When I talked about this with Jacob yesterday, he reminded me that the outcome of the day was a success and I guess that counts for something but when you lose, they always say that if you did your best, that's all that matters. Shouldn't the reverse also be true?
Luckily, I wasn't my worst, either. I was just unfocused and unhelpful, even though it was a party for my daughter. I left my purse at home and some crucial props for the ceremony. I wasn't really spiritually present so, even though I had given some thought awhile ago to my parts of the ceremony, I couldn't communicate clearly with our gathered community and was surprised by my own blubbering. (Usually, I'm prepared and stay functional while experiencing intense emotions in settings like this.) I participated in gossip and shouted at both my mom and my husband. I was one of those moms I swore I'd never be by taking Esther out of Jacob's arms when she wouldn't stop crying during the ceremony. I would have preferred to publicly demonstrated the fact that I know he is good at parenting her.
However, I had foreseen forgetting the nipple shield that I use to help feed my daughter and had a back-up in the car and I was able to connect well with many of my friends despite my overall inability to attend to the event. Also, I didn't freak out when the entire exhaust system fell out of my car three blocks before we arrived. Those can be seen as successes of a sort.
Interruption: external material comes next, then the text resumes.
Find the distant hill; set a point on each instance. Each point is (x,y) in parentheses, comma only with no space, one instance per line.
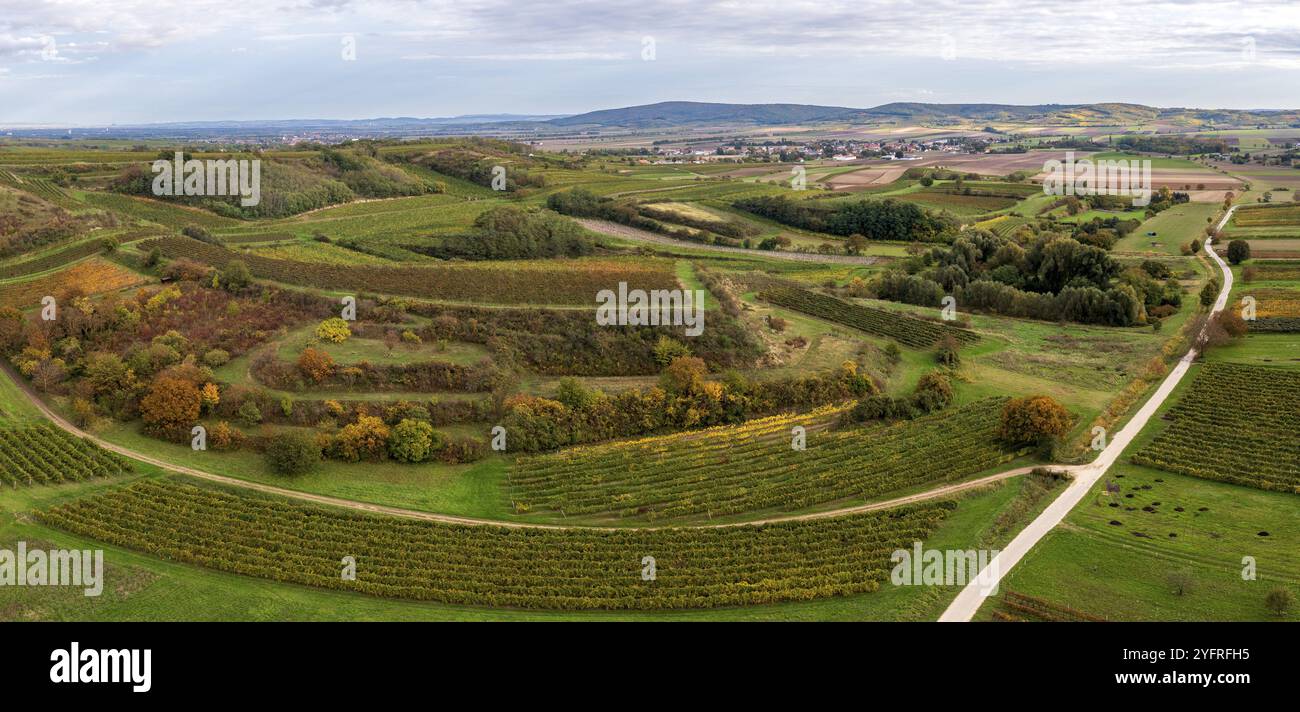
(676,113)
(680,113)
I certainly believe that working within our inevitable human failures to find joy is a success, even if most folks (and a nagging voice in my gut) would say that I shouldn't have made the mistakes in the first place.
And I suppose those successes are the take-away for the day. Those and the fact that now my daughter has been blessed, welcomed and named by her community in a lovely event with amazing food. My own experience is secondary to the gift of the experience that my daughter received.
I suppose that last sentence is a microcosm for parenthood, eh?